Bosbury Endowed School in Carlisle, 1818
Nicholas Carlisle (1771-1847) was, for over 40 years, one of the Secretaries of the Society of Antiquaries.
He wrote to around 1400 schools enclosing a set of questions: 1. When and by whom, was this School founded?
2. What was the original Endowment, and what is the present amount of it? ... and from the replies
he assembled his A Concise Description of the Endowed Grammar Schools in England and Wales which was
published in 1818.
BOSBURY, near Ledbury.
THE GRAMMAR SCHOOL at BOSBURY is supposed to have been founded by Sir ROWLAND MORTON who
is said to have possessed “The Grange Estate” in this Parish, but at what period has
not been ascertained; though it must have been prior to the reign of Queen ELIZABETH, as
Her Majesty endowed the School with £8..4..2.. per annum, which is charged upon the
Manor of Wormbridge, in the County of Hereford, and is now paid by The Kings Receiver of
FeeFarm Rents to the Master.
Sir Rowland Morton is
also said to have built a neat stone-roofed Chapel at the South Aisle of the
Church, adjoining the Chancel, where his Coat of Arms appears upon the inside
of the roof in different places.
The present Endowment consists of about Thirty-two acres of
land, and Eight cottages, dispersed all over the Parish of Bosbury: The
management of which, as well as the appointment of the Master, is vested in Twelve Trustees.
About Twenty years since, the Trustees elected as Master of
the School, an illiterate man who had never learned or knew a single word of
the Latin or Greek languages; although the former Masters had always been Clergymen
of the Church of England. Some of the Trustees who resided in the
Parish, it is said, had got possession of considerable portions of the land contiguous
to their own estates, at a very inferior rent.
The Master’s house, which he now occupies, had not
been in the possession of the Masters for the last Thirty years, until
the present Gentleman came; the House, together with a valuable Orchard, and
other lands about an acre and an half worth from £12. to £14. per annum, having
been lett for the greater part of that time “to a near Relation of one
of the Trustees at £3. per annum”.! while the Masters of the
School were obliged to lodge where they could, some, at the distance of four
It is also supposed that several pieces of land, originally
belonging to the School, Have Been Lost,
“by levelling the boundaries, and thereby mixing them with
Upon these accounts, the late Vicar of Bosbury, and some of
the Inhabitants of the Parish, laudably instituted a suit in Chancery against
the Trustees, to compel them to elect a Clergyman and Grammar Master, and also
to relinquish such lands as they had in their hands, and to lett
them at their full value. The present Lord Chancellor has decreed, “that the
said School is a Grammar School,” and thereupon the Master has been appointed,
but the other points are not yet determined.

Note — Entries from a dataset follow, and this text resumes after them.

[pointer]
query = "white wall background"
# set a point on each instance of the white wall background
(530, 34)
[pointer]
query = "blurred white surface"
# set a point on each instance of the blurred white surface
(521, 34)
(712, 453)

All the boys of this Parish, as soon as they begin to learn
the Latin language, are taught free of expense. Since the present Master
was elected, in 1815, he has also most benevolently taken Ten boys whom
he instructs in reading, writing, and arithmetic gratuitously, although
he does not consider himself bound to do so. About ten or fifteen other boys
are usually educated at this School.
Children are admitted at about ten years of age, and
there is no prescribed time of superannuation. The Master nominates. There is
no particular form of Admission.
The Eton Latin
and Greek Grammars are used; and the system of Education is upon the Eton plan.
In 1676, Richard Reed,
Esq., of Lugwardine, founded an Exhibition
of £4. per annum at Brasen-Nose College, Oxford, for the
maintenance of one Scholar of his Posterity, or for a Scholar from the School
of Bosbury, or from the Free School of the City of Hereford, being natives of
the County of Hereford.
The present Master is, The Revd. Thomas Lewes, whose Salary is from Sixty to Seventy pounds per
annum, but capable of being raised to £120. or more. This Gentleman takes
Boarders; his terms being about £25. a year for each Pupil.
Many very respectable Characters have received their
Instruction at this School. The late Thomas
Loggen, Esq., of Basinghall Street, London, an eminent Solicitor, was
Mr. John Meakins, a
native of Bosbury, and educated at this School, by his Will, dated the 1st of
April, 1811, left £100. Sterling to the Minister and Church-wardens of Bosbury,
to be invested in one of the Government Funds in their names, and to receive
the interest and dividends for ever, to be applied as follows,10s. 6d. annually to each of such
boys in Bosbury School, as they shall consider the best Writer,the best Arithmetician,the
best Grammarian,and the best Composer in prose and verse,and the
residue thereof to such as they shall consider the most industrious Poor of the said Parish, and such as
they shall find most constant in their attendance on Divine Worship.